Les femmes se distinguèrent pendant la Seconde Guerre mondiale (la photo de Lee Miller assise dans la baignoire d’Hitler est restée légendaire, véritable symbole de la période) ; elles assistèrent à la débâcle des Allemands, témoignèrent avec horreur de la libération des camps. Elles couvrirent les guerres de Corée, du Vietnam (fameux clichés de Catherine Leroy), l’Algérie, la Yougoslavie, l’Irak, la Syrie, l’Ukraine… bref, la quasi-totalité des conflits, jusqu’à l’actuelle tragédie palestinienne. On n’oubliera pas de sitôt l’audace de Clarice Ward (pour CNN) qui réussit en 2023 à s’introduire dans la bande de Gaza en déjouant la surveillance des forces armées israéliennes.
Pour autant, il ne faut pas croire qu’il existe une seule et unique catégorie de femmes reporters. On peut trouver aussi dans le métier de pures opportunistes… ou des nanties que l’aventure fait rêver (particulièrement au début du XXe siècle), ou encore, des passionnées de politique, nourries d’idéologies diverses, comme certaines journalistes qui ne cachent pas leur admiration pour les dictateurs (citons Paule Herfort, Marie-Édith de Bonneuil et Virginia Cowles).
À la suite de l’expérience immersive de Nellie Bly (Dix jours dans un asile, 1887) qui eut un impact considérable sur la société d’alors, les reportages en infiltration se sont largement développés au siècle dernier, se pratiquant encore aujourd’hui et partout dans le monde. Le principe de la méthode dite « d’infiltration » est que le journaliste dissimule délibérément son identité dans le groupe social qu’il veut étudier : ce qui peut signifier mentir à son entourage pendant des semaines, des mois, voire des années. Dur, mais cela en vaut la peine : il arrive que l’on révèle un scandale d’État et même, suite à la publication d’une enquête, que de nouvelles lois soient votées. En France, Marise Querlin et surtout Maryse Choisy furent sans doute les initiatrices du genre, au début du XXe siècle. Madeleine Riffaud (dont la vie fut mouvementée, résistante puis grande correspondante de guerre) perpétua la tradition en se glissant dans la peau d’une agente hospitalière (Les linges de la nuit, 1974). Plus récemment, c’est Florence Aubenas qui fit parler d’elle en se mettant durant une année dans la peau d’une femme de ménage (Le quai de Ouistreham, 2010).

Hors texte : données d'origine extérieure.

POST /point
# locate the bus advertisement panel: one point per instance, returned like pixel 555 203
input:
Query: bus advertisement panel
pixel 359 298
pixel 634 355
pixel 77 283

Enfin, il y a aussi un autre aspect du métier, qu’évoque Christian Delporte à plusieurs reprises. Le spectacle quotidien de la mort, des blessés et mutilés, les déchirements vécus par les familles en période de guerre font souffrir jusque dans leur chair les femmes. Plus que les hommes ? Peut-être… mais ne serait-ce pas alors essentialiser les femmes ? Quoi qu’il en soit, beaucoup ne s’en remettent pas, telle Annemarie Schwarzenbach qui subit une dépression sévère, sombra dans l’alcool et la drogue, mourut enfin des suites d’une chute de vélo en 1942. Pourtant, dès que les femmes reporters ont la possibilité de retourner sur le terrain, elles n’hésitent pas un instant.